Oh, he really loves dancing. He may not be as good as his friend Ne Fong in terms of getting the rhythm, but he can do it and he does enjoy it. He enjoys the physical activities at Care2Run too.
That’s awesome. Was Zi Ren involved in things like sports and running before joining us at Care2Run?
Not really. He took part in some games when he was at school. But to be honest, even then his chances were limited. You know, in many schools, teachers tend to give opportunities in areas like sports and dance to kids who are slow learners rather than to kids with Down Syndrome or Autism. Despite the fact that I had told the teachers during his first year in secondary school that Zi Ren had had the experience of having danced and performed in front of many people with Persatuan Sistem Down Malaysia, he was still not given a single chance to dance during his five years there.
Did Zi Ren feel frustrated due to the lack of opportunities?
No, he doesn’t get frustrated about things like that. I was the one who was frustrated because I knew what he was capable of and he was simply not getting the opportunities. In 2015, about seven months after Zi Ren finished secondary school, he was involved in a two hour-plus sign language musical performance with Tzu Chi. It took place in Bukit Jalil with 3,000-plus Tzu Chi members participating. The stadium was filled with people from Malaysia as well as from overseas. The songs required a lot of coordination and many steps, but Zi Ren could remember all the steps and his parts. That proved to me that if kids like him are given the chance, they can shine.
How would you say Zi Ren has grown after finishing school?
My son has problems communicating and with concentration. But he has improved tremendously over the years. At Tzu Chi, for example, they encourage him to speak out more and he has learnt to do that, even though it is not always easy to understand what he is saying. He’s also learnt to be braver and more vocal. In terms of Care2Run, I would say that it has nurtured an interest in physical activity in him. You know, kids with Down Syndrome really need to stay physically active and I think that he has improved in that aspect since coming to Care2Run. Funnily enough, he only seems to like running things like that when he’s at Care2Run. When I take him to FRIM or someplace like that, he always complains. I guess it’s because the encouragement he gets from me while jogging or running is not the same as the encouragement he gets from everyone at Care2Run.
In your opinion, how do you feel Care2Run helps differently-abled young people like Zi Ren?

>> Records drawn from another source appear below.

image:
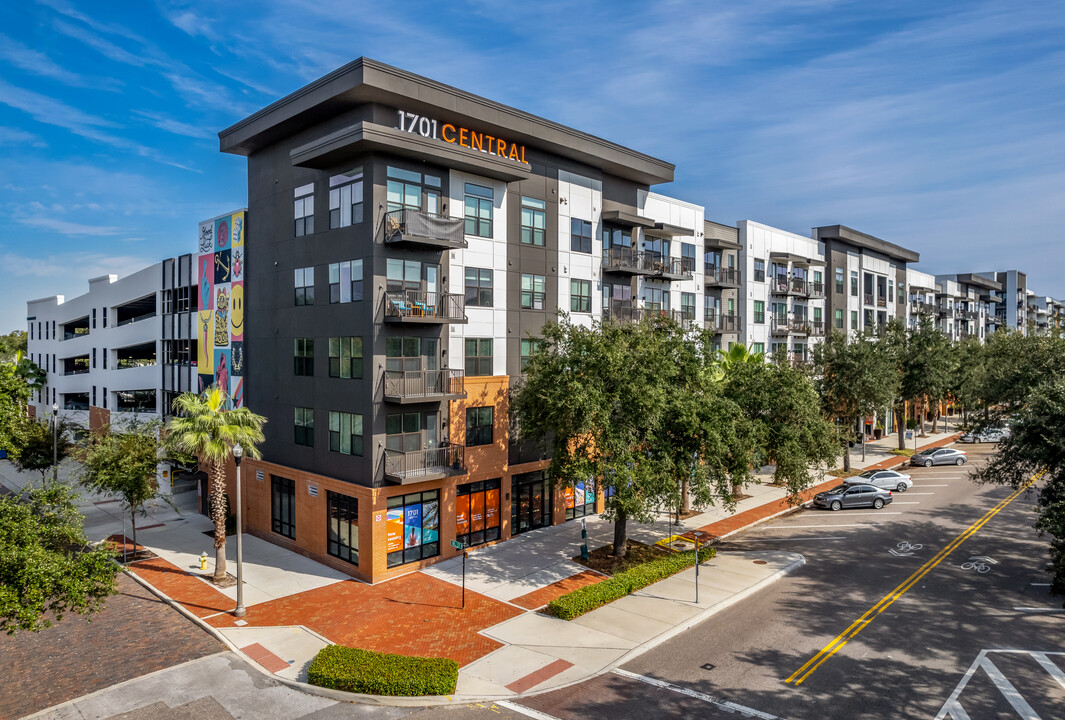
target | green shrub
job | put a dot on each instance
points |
(364, 671)
(584, 600)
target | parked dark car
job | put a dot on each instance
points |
(852, 495)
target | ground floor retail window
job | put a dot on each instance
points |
(579, 501)
(283, 506)
(477, 512)
(343, 530)
(412, 527)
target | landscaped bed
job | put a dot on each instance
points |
(367, 672)
(657, 565)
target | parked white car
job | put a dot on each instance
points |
(888, 479)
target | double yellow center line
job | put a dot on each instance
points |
(813, 664)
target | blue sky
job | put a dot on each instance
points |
(936, 126)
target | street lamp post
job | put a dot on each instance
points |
(55, 446)
(238, 454)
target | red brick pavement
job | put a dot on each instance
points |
(412, 615)
(741, 520)
(540, 598)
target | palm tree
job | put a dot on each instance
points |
(203, 427)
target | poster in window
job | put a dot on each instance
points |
(412, 525)
(462, 514)
(430, 522)
(491, 508)
(393, 530)
(476, 511)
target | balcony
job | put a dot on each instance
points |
(672, 268)
(722, 277)
(424, 386)
(424, 464)
(419, 228)
(416, 306)
(628, 261)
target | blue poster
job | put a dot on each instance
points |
(412, 525)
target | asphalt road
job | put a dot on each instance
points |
(906, 660)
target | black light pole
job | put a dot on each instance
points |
(238, 454)
(55, 446)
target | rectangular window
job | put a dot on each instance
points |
(533, 292)
(345, 432)
(283, 506)
(477, 512)
(528, 346)
(478, 210)
(478, 426)
(305, 210)
(478, 357)
(343, 530)
(534, 221)
(305, 426)
(345, 281)
(478, 284)
(304, 356)
(580, 235)
(345, 199)
(412, 527)
(345, 358)
(305, 285)
(580, 295)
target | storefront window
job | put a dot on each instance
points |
(579, 501)
(477, 512)
(412, 527)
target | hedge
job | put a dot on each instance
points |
(364, 671)
(584, 600)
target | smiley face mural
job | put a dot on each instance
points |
(222, 244)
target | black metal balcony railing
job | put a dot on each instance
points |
(420, 306)
(628, 260)
(424, 383)
(722, 276)
(412, 226)
(447, 459)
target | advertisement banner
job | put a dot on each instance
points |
(412, 525)
(430, 521)
(462, 514)
(393, 530)
(491, 508)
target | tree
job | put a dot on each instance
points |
(125, 464)
(202, 426)
(854, 379)
(45, 566)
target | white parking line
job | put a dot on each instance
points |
(723, 704)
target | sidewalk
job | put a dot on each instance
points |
(505, 648)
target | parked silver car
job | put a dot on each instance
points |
(888, 479)
(852, 495)
(939, 456)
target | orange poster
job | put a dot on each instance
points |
(477, 511)
(462, 514)
(491, 508)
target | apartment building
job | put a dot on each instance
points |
(866, 278)
(782, 291)
(411, 240)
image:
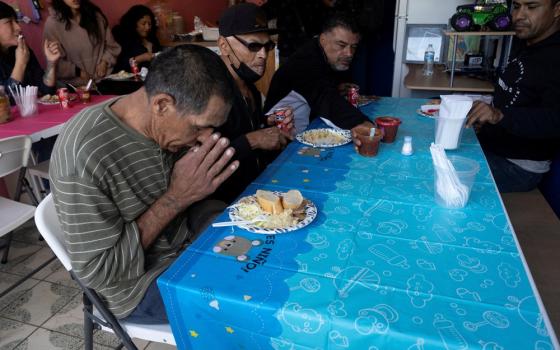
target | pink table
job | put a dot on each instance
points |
(48, 122)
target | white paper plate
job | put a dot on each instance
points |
(325, 137)
(310, 215)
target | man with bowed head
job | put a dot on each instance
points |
(129, 178)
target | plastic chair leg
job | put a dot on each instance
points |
(88, 324)
(6, 245)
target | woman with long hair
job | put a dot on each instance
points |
(136, 33)
(88, 47)
(18, 64)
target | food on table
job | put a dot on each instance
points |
(292, 199)
(121, 75)
(269, 202)
(267, 210)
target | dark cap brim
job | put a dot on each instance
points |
(259, 30)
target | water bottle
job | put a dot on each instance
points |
(197, 24)
(4, 106)
(429, 61)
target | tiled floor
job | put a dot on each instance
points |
(45, 312)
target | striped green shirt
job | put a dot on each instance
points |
(104, 175)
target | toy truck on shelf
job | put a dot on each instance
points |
(484, 14)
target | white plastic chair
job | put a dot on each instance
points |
(37, 173)
(14, 155)
(47, 222)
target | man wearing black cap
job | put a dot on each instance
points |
(244, 44)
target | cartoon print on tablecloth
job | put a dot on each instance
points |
(302, 266)
(443, 233)
(375, 320)
(431, 247)
(391, 227)
(421, 213)
(458, 275)
(338, 339)
(471, 226)
(418, 345)
(351, 277)
(543, 345)
(498, 221)
(472, 264)
(236, 246)
(365, 235)
(337, 226)
(482, 246)
(310, 285)
(466, 294)
(336, 309)
(317, 240)
(389, 255)
(458, 310)
(367, 208)
(358, 176)
(419, 290)
(345, 249)
(426, 265)
(281, 344)
(301, 320)
(492, 318)
(487, 202)
(451, 337)
(533, 319)
(509, 274)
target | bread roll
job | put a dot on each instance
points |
(269, 202)
(292, 199)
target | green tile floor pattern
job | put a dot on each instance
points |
(45, 312)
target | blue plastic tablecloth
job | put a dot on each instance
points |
(381, 267)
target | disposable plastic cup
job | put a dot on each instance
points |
(449, 131)
(390, 126)
(369, 145)
(466, 172)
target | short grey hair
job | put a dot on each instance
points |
(191, 74)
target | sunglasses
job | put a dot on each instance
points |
(256, 47)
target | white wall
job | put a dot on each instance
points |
(418, 12)
(433, 11)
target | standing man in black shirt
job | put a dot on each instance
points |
(314, 74)
(245, 44)
(520, 134)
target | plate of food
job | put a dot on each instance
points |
(325, 137)
(122, 75)
(53, 99)
(366, 99)
(273, 212)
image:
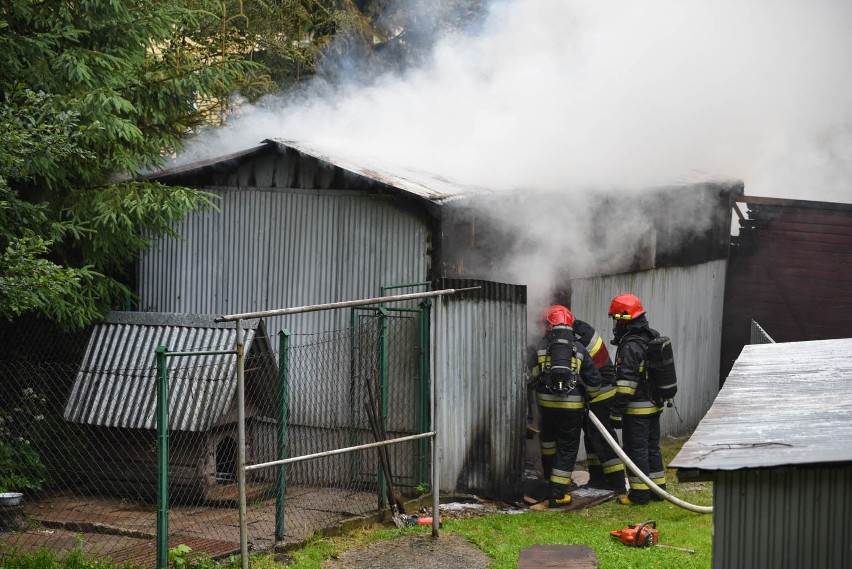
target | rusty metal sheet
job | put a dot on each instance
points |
(782, 404)
(562, 556)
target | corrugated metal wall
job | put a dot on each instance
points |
(684, 303)
(271, 249)
(783, 518)
(478, 344)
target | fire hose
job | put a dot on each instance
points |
(644, 477)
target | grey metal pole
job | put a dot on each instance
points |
(241, 443)
(436, 452)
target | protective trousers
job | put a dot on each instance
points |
(560, 441)
(642, 446)
(606, 469)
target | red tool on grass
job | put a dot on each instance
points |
(643, 535)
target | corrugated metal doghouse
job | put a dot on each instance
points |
(114, 396)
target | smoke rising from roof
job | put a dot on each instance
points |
(610, 93)
(571, 95)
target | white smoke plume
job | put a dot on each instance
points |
(569, 95)
(550, 94)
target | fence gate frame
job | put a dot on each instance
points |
(242, 468)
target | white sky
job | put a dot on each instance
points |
(562, 93)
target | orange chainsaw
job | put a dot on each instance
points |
(643, 535)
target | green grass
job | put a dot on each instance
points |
(503, 536)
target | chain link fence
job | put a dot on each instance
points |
(78, 436)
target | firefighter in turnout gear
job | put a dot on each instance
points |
(564, 378)
(606, 469)
(634, 405)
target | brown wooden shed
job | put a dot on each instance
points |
(789, 270)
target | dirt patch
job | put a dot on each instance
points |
(414, 551)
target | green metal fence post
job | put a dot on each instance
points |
(425, 315)
(281, 451)
(162, 460)
(383, 387)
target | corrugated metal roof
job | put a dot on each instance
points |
(783, 404)
(410, 181)
(116, 384)
(422, 184)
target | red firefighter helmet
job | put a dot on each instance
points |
(558, 314)
(626, 307)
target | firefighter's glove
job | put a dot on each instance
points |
(615, 421)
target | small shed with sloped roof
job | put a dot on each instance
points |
(299, 224)
(114, 400)
(777, 444)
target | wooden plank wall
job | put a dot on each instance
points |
(790, 269)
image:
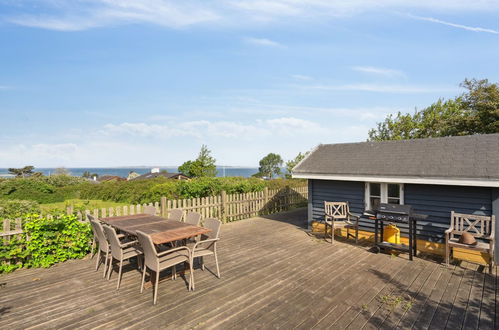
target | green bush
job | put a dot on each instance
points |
(51, 189)
(11, 209)
(59, 188)
(50, 241)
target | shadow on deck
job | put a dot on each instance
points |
(273, 275)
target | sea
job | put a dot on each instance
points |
(222, 171)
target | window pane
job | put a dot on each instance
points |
(393, 190)
(375, 189)
(375, 203)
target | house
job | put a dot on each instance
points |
(132, 175)
(156, 174)
(434, 176)
(106, 178)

Children with Down Syndrome have a tendency to develop hypertension and diabetes. And many of them like food that is not necessarily healthy. That, together with a lack of exercise, increases the risk of them becoming obese and developing diseases. So I feel that what’s good about Care2Run is that it addresses this need in kids with DS. Besides that, there is the one-on-one mentoring attention, which is sometimes lacking in other organisations. But to me, perhaps the most important aspect of Care2Run, is that everyone involved seems to genuinely care. This is important because no matter how good a programme or system is, if the people involved do not have empathy, then it is pointless.

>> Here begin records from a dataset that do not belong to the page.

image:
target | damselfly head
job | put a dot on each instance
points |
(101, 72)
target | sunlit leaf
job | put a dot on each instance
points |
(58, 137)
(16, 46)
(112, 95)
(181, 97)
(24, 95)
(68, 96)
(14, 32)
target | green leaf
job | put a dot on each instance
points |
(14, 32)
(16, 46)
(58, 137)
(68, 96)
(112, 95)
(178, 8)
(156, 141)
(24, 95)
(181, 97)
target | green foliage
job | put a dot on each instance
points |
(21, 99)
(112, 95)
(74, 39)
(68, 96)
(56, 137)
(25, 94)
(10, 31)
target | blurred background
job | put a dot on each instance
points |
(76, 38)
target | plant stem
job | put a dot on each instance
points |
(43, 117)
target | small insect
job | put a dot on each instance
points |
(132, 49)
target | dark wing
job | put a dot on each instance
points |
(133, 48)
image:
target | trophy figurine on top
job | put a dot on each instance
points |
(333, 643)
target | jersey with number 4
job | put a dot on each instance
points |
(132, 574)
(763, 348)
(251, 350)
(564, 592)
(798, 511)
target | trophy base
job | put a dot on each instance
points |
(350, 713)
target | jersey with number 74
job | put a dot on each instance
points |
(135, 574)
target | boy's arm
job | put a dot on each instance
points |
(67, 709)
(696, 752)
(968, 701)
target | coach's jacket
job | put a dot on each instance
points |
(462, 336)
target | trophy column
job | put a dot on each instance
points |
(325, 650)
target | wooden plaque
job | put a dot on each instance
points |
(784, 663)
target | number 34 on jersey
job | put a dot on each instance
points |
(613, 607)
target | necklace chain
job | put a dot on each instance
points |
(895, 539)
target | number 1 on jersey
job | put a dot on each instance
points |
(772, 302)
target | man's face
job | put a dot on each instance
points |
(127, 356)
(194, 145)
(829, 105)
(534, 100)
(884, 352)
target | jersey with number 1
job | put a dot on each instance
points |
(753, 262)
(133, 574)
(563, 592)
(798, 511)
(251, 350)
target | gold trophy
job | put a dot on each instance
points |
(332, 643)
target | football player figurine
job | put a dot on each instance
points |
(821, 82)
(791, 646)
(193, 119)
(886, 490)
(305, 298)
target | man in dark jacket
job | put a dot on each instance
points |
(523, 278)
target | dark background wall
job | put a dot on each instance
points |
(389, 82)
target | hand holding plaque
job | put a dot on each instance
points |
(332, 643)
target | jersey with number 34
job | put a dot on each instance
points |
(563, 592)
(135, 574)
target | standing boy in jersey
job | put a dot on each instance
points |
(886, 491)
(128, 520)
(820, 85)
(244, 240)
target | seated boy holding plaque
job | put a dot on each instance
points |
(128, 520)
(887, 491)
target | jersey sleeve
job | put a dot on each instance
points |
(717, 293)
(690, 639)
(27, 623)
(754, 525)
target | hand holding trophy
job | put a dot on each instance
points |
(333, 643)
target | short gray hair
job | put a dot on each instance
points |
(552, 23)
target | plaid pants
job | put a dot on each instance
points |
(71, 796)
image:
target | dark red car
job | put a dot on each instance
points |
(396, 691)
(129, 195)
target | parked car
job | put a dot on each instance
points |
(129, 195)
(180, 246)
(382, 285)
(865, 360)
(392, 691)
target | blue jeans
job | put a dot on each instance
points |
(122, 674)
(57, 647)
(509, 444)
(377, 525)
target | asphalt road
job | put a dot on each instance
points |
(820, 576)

Having been with us for almost a year now, what are your aspirations for Care2Run?
I feel the concept of Care2Run is very good. But of course, like with other non-profit organisations, a lack of finances and human resources can be challenging. Without the money and the staff, it’s hard to train and develop a system that ensures it will last for a long time. We will all get old and tired, and we need people to carry on the good work. But how do we do that without the finances and people? These are real challenges. And I hope Care2Run manages to overcome them.